Arnault presents his masterpieces of contemporary art in the spectacular "Fondation Louis Vuitton" of the forest of the city of Paris, inaugurated in 2014; Pinault installed his museum in 2005 in Venice in the famous Palazzo Grassi. The rivalry of the two alpha animals is obviously profound. Although they have already helped each other through their impressive art collections to silence the industry, they talked about their embarrassing mirrors war; but when it comes to business, they are racing between their main brands Vuitton and Gucci like racehorses.

Now, however, a third gold ass interferes in the race. Chanel, a third-generation family-owned business based on eccentric fashion designer Coco Chanel, released business figures from scratch in June. The two owners of nearly 70 years, Alain and Gérard Wertheimer – whose assets each cost 20 billion euros – had denied for decades any idea. According to her, the numbers should not constitute Chanel, but mythical products such as perfume no. 5, that Marilyn Monroe claimed to be the only nightgown. Or as the "little black" that Coco Chanel had invented, and of course, as the creations of Karl Lagerfeld, the long-time creator of Chanel.

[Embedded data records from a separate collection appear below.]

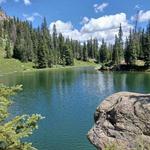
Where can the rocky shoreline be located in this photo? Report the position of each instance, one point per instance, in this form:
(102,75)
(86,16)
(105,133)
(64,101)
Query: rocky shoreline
(123,67)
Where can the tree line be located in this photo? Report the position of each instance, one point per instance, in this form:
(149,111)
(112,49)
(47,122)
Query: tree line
(24,42)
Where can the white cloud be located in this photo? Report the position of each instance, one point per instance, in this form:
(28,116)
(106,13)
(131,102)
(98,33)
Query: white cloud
(100,7)
(2,1)
(137,6)
(27,2)
(32,17)
(104,27)
(142,16)
(105,23)
(62,26)
(84,20)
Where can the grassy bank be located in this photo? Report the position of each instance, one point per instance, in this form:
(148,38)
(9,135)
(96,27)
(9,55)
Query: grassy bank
(8,66)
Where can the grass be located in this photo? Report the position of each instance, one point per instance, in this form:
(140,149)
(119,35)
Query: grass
(12,65)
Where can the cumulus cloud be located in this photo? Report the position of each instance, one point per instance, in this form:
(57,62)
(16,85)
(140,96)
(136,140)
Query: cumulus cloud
(137,6)
(143,16)
(104,27)
(100,7)
(32,17)
(84,20)
(26,2)
(2,1)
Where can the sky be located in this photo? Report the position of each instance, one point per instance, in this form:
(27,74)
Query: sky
(82,19)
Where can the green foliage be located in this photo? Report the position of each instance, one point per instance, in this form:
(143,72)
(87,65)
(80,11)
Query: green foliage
(46,49)
(12,132)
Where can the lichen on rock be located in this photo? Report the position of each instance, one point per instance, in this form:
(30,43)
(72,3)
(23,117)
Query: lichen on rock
(123,120)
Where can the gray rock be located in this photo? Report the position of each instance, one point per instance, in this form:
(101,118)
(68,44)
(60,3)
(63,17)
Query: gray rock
(123,121)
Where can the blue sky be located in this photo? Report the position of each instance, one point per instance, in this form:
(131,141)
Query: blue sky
(84,18)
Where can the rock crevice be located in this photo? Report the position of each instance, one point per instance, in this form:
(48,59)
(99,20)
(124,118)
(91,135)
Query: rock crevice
(123,119)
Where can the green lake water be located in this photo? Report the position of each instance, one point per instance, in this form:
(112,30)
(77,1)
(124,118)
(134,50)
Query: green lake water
(68,99)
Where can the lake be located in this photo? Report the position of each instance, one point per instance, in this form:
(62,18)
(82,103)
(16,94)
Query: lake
(68,99)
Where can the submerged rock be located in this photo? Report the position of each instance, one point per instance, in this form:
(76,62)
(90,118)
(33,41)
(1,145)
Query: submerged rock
(122,121)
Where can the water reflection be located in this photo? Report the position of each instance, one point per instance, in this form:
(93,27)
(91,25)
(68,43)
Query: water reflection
(68,99)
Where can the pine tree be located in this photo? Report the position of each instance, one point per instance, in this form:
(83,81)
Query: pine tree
(13,131)
(42,60)
(103,53)
(8,49)
(85,54)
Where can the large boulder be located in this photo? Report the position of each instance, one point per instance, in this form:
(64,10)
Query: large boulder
(122,122)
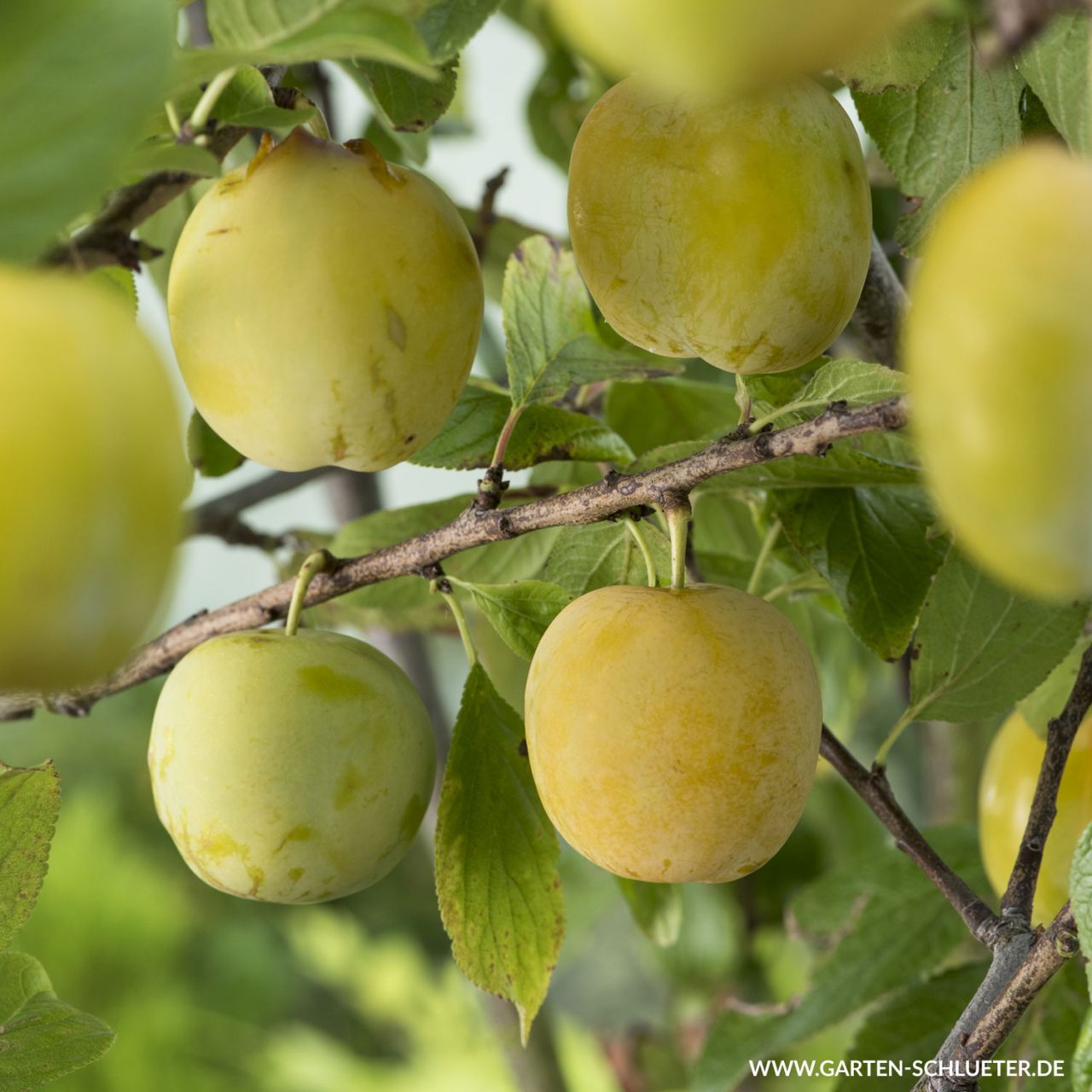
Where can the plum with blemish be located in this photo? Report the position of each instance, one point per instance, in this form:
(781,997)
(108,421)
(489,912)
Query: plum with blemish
(291,769)
(324,307)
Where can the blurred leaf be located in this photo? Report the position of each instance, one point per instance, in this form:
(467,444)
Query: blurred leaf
(903,928)
(291,32)
(960,118)
(656,908)
(209,455)
(1048,700)
(248,101)
(543,433)
(41,1037)
(911,1025)
(553,342)
(601,554)
(854,382)
(496,857)
(30,802)
(979,648)
(447,26)
(164,153)
(78,78)
(652,415)
(519,612)
(901,59)
(873,547)
(1056,65)
(410,102)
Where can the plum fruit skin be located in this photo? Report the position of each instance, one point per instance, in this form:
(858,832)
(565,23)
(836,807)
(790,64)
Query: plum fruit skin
(96,476)
(738,232)
(1005,795)
(324,307)
(291,769)
(998,347)
(673,735)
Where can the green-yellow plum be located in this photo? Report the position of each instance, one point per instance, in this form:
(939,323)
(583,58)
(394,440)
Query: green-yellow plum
(712,47)
(673,735)
(291,769)
(1005,795)
(324,307)
(96,475)
(740,233)
(998,346)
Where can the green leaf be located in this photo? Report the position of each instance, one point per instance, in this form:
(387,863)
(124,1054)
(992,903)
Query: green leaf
(447,26)
(248,101)
(209,455)
(30,802)
(1056,66)
(543,433)
(902,929)
(553,341)
(1080,894)
(496,857)
(42,1037)
(410,102)
(854,382)
(959,119)
(653,415)
(292,32)
(903,59)
(874,549)
(656,908)
(979,648)
(520,612)
(911,1025)
(590,557)
(1048,700)
(78,78)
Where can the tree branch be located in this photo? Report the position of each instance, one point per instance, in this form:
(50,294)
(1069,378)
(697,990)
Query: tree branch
(591,503)
(874,790)
(880,311)
(1020,893)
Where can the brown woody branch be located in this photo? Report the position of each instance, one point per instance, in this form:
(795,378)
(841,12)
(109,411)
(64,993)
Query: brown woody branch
(591,503)
(874,788)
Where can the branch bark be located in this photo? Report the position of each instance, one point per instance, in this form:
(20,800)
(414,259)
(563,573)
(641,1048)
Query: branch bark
(874,788)
(591,503)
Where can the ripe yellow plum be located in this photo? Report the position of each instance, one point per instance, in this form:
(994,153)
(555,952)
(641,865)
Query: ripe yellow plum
(998,346)
(324,307)
(711,47)
(1005,795)
(737,232)
(291,769)
(673,735)
(93,483)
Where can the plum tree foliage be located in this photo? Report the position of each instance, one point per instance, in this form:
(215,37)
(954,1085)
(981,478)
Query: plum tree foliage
(726,557)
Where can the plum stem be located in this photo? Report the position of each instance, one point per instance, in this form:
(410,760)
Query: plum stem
(315,564)
(634,526)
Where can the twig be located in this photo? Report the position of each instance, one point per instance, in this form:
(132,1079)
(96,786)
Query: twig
(1020,893)
(874,788)
(880,308)
(486,215)
(474,527)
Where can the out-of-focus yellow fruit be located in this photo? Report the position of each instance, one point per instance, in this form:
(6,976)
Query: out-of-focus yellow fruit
(291,769)
(738,233)
(673,735)
(1005,796)
(998,346)
(324,307)
(711,47)
(93,482)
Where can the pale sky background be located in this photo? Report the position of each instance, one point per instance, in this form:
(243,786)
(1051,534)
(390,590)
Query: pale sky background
(498,70)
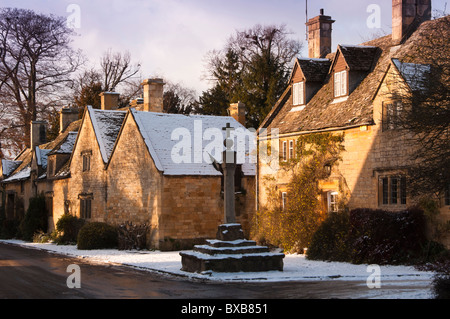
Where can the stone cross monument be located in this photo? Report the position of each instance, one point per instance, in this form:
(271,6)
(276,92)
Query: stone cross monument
(228,169)
(230,251)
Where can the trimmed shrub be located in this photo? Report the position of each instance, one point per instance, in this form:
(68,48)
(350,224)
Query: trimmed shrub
(35,219)
(384,237)
(68,227)
(9,228)
(97,235)
(331,240)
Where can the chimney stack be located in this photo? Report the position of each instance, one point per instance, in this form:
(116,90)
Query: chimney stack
(407,15)
(237,111)
(67,115)
(38,133)
(319,35)
(153,95)
(109,100)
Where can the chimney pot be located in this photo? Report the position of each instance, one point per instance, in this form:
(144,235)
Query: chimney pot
(319,35)
(67,115)
(237,111)
(407,15)
(153,95)
(38,133)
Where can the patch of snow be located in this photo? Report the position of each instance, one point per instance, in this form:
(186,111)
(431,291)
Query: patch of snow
(415,75)
(296,268)
(180,144)
(9,166)
(23,174)
(67,146)
(106,125)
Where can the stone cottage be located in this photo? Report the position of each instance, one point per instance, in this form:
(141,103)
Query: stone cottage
(137,165)
(349,91)
(40,169)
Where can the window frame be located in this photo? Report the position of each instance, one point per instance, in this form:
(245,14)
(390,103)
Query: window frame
(291,149)
(284,151)
(392,190)
(332,202)
(283,201)
(298,93)
(340,83)
(390,112)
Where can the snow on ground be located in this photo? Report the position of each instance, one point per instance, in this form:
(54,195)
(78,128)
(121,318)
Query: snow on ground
(296,268)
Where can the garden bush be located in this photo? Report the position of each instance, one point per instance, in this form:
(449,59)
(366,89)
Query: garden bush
(331,240)
(35,219)
(67,228)
(97,235)
(371,236)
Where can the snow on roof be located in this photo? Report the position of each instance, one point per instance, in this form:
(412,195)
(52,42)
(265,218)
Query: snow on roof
(23,174)
(415,75)
(41,156)
(181,144)
(106,125)
(9,166)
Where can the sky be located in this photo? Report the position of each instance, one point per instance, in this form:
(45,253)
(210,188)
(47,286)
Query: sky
(171,38)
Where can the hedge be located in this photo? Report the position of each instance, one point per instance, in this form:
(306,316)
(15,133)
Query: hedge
(371,236)
(97,235)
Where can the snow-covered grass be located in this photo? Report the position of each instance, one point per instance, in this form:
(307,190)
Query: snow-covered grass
(296,268)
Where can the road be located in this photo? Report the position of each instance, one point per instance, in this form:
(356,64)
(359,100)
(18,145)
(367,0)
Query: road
(36,274)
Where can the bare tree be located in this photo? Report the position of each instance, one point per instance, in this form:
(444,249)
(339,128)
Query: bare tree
(36,62)
(253,68)
(116,68)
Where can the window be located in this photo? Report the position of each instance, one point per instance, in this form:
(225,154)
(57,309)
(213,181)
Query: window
(291,149)
(298,93)
(85,208)
(447,196)
(283,200)
(49,203)
(85,205)
(86,161)
(340,83)
(332,199)
(392,190)
(390,113)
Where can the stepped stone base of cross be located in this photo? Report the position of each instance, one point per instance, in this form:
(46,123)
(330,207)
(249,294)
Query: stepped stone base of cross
(230,252)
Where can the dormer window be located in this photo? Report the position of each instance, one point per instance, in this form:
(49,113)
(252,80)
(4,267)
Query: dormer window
(340,83)
(298,94)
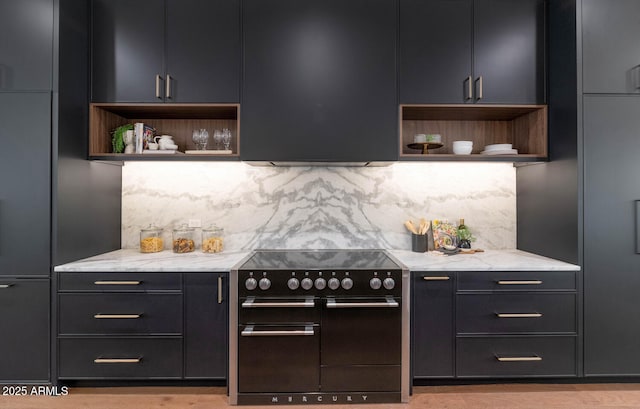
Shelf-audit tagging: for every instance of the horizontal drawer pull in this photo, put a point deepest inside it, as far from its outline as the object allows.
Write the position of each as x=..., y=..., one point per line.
x=251, y=303
x=519, y=315
x=519, y=282
x=534, y=358
x=117, y=360
x=436, y=278
x=117, y=316
x=101, y=282
x=249, y=331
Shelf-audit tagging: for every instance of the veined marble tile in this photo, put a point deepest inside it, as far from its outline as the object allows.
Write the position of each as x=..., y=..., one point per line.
x=319, y=207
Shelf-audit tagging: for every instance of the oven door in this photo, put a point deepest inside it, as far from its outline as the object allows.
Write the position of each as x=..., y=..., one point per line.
x=361, y=344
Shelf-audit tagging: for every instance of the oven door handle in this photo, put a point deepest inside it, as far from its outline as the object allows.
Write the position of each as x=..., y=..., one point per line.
x=249, y=331
x=389, y=303
x=251, y=303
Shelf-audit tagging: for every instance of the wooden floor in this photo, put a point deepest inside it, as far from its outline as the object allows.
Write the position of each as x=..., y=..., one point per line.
x=504, y=396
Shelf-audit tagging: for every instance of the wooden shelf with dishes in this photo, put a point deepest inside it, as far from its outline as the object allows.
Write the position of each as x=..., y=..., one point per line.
x=522, y=126
x=177, y=120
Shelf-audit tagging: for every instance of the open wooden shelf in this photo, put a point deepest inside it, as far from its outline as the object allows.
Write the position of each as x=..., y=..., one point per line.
x=523, y=126
x=177, y=120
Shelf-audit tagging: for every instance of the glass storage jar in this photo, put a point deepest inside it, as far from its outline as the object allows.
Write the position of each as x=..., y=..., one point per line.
x=151, y=239
x=183, y=239
x=212, y=239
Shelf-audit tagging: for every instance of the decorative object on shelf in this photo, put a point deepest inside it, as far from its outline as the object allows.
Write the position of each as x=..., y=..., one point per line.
x=424, y=147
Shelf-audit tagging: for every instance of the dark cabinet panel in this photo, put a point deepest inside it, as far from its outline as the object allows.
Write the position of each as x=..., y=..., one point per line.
x=435, y=50
x=509, y=51
x=611, y=280
x=319, y=80
x=433, y=334
x=206, y=325
x=610, y=46
x=26, y=49
x=25, y=194
x=24, y=325
x=203, y=50
x=127, y=50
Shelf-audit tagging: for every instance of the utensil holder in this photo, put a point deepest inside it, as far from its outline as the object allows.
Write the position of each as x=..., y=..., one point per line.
x=419, y=243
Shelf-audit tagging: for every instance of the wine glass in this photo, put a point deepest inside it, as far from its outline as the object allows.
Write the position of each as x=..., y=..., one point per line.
x=217, y=137
x=226, y=138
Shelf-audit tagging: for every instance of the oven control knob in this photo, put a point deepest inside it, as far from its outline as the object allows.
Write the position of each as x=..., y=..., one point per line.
x=307, y=283
x=334, y=283
x=389, y=283
x=264, y=283
x=375, y=283
x=251, y=283
x=293, y=283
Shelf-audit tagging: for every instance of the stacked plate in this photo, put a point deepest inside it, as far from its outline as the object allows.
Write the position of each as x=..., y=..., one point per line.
x=499, y=149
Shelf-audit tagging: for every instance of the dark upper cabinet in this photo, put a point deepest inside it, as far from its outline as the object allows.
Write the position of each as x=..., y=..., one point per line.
x=165, y=51
x=319, y=80
x=611, y=169
x=472, y=51
x=25, y=193
x=610, y=46
x=26, y=29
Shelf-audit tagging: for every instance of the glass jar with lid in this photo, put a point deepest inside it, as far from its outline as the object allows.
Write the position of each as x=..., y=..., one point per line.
x=151, y=239
x=212, y=239
x=183, y=239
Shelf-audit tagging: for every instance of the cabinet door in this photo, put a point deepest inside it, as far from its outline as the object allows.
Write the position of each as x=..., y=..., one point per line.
x=319, y=80
x=206, y=325
x=127, y=50
x=433, y=331
x=24, y=325
x=25, y=194
x=611, y=265
x=509, y=56
x=610, y=46
x=435, y=51
x=203, y=50
x=26, y=29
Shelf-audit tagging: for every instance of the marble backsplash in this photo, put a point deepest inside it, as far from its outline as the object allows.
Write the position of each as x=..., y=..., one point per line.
x=319, y=207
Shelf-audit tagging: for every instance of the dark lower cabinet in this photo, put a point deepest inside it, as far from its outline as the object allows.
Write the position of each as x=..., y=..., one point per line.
x=433, y=333
x=24, y=325
x=206, y=325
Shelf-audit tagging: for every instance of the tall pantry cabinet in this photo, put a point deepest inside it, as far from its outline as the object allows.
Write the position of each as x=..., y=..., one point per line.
x=51, y=198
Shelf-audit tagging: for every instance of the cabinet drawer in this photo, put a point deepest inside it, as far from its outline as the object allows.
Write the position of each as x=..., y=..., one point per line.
x=516, y=356
x=120, y=313
x=120, y=358
x=516, y=313
x=517, y=280
x=119, y=281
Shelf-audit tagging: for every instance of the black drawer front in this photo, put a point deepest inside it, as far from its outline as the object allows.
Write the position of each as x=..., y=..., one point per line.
x=516, y=280
x=516, y=356
x=120, y=313
x=119, y=281
x=516, y=313
x=120, y=358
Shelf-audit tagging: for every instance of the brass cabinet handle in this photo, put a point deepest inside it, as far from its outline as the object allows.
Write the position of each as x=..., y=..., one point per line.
x=519, y=315
x=436, y=278
x=519, y=282
x=117, y=316
x=158, y=90
x=117, y=360
x=518, y=358
x=168, y=86
x=117, y=282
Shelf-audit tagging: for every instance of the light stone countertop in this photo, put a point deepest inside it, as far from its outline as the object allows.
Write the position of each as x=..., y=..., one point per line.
x=490, y=260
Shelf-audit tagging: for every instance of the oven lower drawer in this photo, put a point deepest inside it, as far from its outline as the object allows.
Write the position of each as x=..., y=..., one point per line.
x=278, y=359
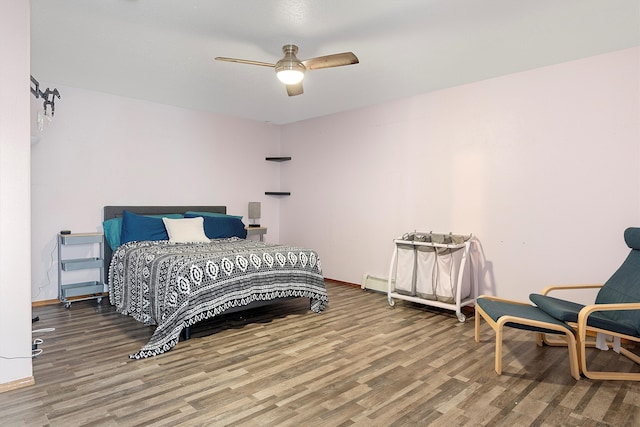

And lo and behold, the unobtrusive brand surprised the financial world with a turnover of 8.6 billion euros, a growth of 11% and a profit of 1.5 billion dollars. euros. Remember, without an IPO, even without Internet presence for important sectors such as fashion and leather goods. Chanel wants to stay exclusive, not as filthy as Gucci or choke like Vuitton. Why do the Wertheimers publish the annual balance? Certainly not easy to take part in the upscale vanity fair – they leave to Arnault and Pinault. The official statement is that "the culture of discretion" is no longer up to date.

The new rich Arnault and Pinault, with their conglomerates LVMH and Kering, are today the largest and most haughty in the industry. But Chanel and Hermes achieve higher profitability. And it's the real Parisian chic.